Even after six years of braces, one million cavities, a screw packed with human bones drilled into my mouth, and many assorted other dental excitements, it turns out I have a very limited understanding of how the human mouth works.
So, I wasn’t nervous about this mouth surgery. I figured my dentist would just zip my gum open, delicately pluck out the tooth, sew me closed, and I’d get a free day off of work.
(Actually, I was planning on going into work later in the day until Rose, my dentist’s lovely wife and receptionist, gave me her stern look and said “So, you’re staying in bed the rest of the day, right?” and raised her eyebrow at Jacob, standing behind me, who nodded in a caretakery way. [Joke’s on them, because I have paperwork I can do in bed all day!])

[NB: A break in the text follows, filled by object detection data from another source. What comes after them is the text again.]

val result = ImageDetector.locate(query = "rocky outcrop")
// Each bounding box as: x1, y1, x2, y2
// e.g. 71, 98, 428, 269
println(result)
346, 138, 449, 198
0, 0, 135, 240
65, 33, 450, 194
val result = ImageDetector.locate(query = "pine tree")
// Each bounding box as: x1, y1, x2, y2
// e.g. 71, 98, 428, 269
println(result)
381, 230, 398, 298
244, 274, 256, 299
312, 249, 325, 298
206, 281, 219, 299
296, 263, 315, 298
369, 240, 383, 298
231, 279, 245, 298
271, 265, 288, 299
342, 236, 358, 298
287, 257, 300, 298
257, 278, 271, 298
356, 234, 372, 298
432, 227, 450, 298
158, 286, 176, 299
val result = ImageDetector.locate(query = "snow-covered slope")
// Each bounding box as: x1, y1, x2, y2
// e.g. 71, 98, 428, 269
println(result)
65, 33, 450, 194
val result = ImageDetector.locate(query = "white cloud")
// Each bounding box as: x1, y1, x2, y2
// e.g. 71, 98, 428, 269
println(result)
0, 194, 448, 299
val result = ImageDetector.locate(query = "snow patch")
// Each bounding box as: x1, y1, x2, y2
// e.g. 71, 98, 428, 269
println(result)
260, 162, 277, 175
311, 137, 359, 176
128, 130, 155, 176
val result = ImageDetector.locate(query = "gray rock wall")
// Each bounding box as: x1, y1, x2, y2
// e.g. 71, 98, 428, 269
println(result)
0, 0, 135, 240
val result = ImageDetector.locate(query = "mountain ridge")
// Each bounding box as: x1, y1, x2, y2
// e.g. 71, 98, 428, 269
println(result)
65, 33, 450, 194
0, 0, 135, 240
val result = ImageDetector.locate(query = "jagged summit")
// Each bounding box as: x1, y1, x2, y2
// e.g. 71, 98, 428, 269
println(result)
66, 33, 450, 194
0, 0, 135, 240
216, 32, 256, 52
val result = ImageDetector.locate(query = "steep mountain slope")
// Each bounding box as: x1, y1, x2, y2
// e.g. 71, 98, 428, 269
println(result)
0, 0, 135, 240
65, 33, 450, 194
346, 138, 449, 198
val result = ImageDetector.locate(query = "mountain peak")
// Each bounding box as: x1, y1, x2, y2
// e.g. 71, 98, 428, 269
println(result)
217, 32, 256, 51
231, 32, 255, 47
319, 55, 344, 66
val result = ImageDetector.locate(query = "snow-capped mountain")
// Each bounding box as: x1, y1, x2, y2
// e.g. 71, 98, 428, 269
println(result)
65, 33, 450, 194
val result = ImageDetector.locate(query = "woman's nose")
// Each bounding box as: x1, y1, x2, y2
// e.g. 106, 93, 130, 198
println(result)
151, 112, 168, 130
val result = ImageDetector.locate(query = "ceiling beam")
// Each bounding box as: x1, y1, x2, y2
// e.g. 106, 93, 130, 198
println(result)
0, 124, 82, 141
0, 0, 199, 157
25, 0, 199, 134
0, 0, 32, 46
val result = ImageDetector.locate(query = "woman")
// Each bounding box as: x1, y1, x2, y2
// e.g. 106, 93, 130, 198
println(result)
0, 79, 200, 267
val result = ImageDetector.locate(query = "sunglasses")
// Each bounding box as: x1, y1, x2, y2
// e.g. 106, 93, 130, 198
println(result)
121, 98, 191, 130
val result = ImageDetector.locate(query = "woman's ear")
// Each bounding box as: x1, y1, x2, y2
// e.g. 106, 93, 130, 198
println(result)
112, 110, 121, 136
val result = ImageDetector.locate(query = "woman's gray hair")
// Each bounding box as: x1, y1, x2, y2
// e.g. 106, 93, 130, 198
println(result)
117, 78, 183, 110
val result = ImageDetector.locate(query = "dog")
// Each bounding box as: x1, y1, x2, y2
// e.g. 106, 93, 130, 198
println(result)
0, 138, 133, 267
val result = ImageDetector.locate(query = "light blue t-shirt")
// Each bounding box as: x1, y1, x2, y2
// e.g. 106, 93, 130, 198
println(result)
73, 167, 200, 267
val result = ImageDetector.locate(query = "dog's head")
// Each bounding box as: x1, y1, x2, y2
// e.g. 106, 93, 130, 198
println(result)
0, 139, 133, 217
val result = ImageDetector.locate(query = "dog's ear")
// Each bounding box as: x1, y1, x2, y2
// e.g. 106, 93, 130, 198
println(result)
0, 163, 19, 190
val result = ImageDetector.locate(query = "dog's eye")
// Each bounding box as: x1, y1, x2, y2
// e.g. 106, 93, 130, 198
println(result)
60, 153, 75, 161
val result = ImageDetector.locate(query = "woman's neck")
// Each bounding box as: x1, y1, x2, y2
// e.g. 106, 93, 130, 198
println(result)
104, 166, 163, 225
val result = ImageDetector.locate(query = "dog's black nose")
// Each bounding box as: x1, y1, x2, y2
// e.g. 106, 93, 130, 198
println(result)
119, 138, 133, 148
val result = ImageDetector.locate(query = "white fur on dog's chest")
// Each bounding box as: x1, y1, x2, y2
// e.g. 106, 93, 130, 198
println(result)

My dentist suggested nitrous anyway, and, not being straight edge in any way (well, except for the whole vegan thing), I went for it. I put on my Elliott Smith and laid down, happy to have my feet up for a while. After about five minutes, I realized something:
the tooth was attached.
I started getting sweaty and weird. They always say that if I’m having any pain to raise my left hand, which I’d never done. But the room was getting spinny suddenly and I raised my hand—immediately work stopped and I blubbered,
“Wait, I just realized…this is so stupid. I just realized, um, the tooth is attached to, like, roots and stuff.”
“Yeah.” my dentist said. He was kind, and didn’t laugh at me. “Are you OK?”
And they went back to work.
It was a tiny thing, but I hadn’t steeled myself for a real extraction, you know? The whirring, the drilling, the blood-spit, the whole thing. But I went with the flow, and now I’m sitting in bed, with a faux ice pack (though I have a entire freezer full of ice packs at work, at home I just have tons of cat food and a bag of shiitake mushrooms in the freezer, which is now on my face.) and a Tylenol with codeine flowing through my body.
Manipulation of the body is so strange.
This blog post has no point.
Don’t you hate blog posts with no point? Ones that are just “I did this, I went here, here’s a photo”? I fucking hate that. What’s your point?? No point.
OK. Back to paperwork.
Do you want to come to this fancy dinner I’m cooking? I have four seats left for the Wednesday seating.
Want to see a photo of the tooth chunk that was in my head until this morning? After I mentioned on my blog that I found it amazing that I couldn’t take home another tooth he’d extracted, Dr. Kurek called whoever you call about these things, and found out that the rules had been changed and I could, in fact, keep pieces of my own body. How nifty!
I have others I’ve apparently illegally been granted over the years, but today’s is the little chunk on the bottom.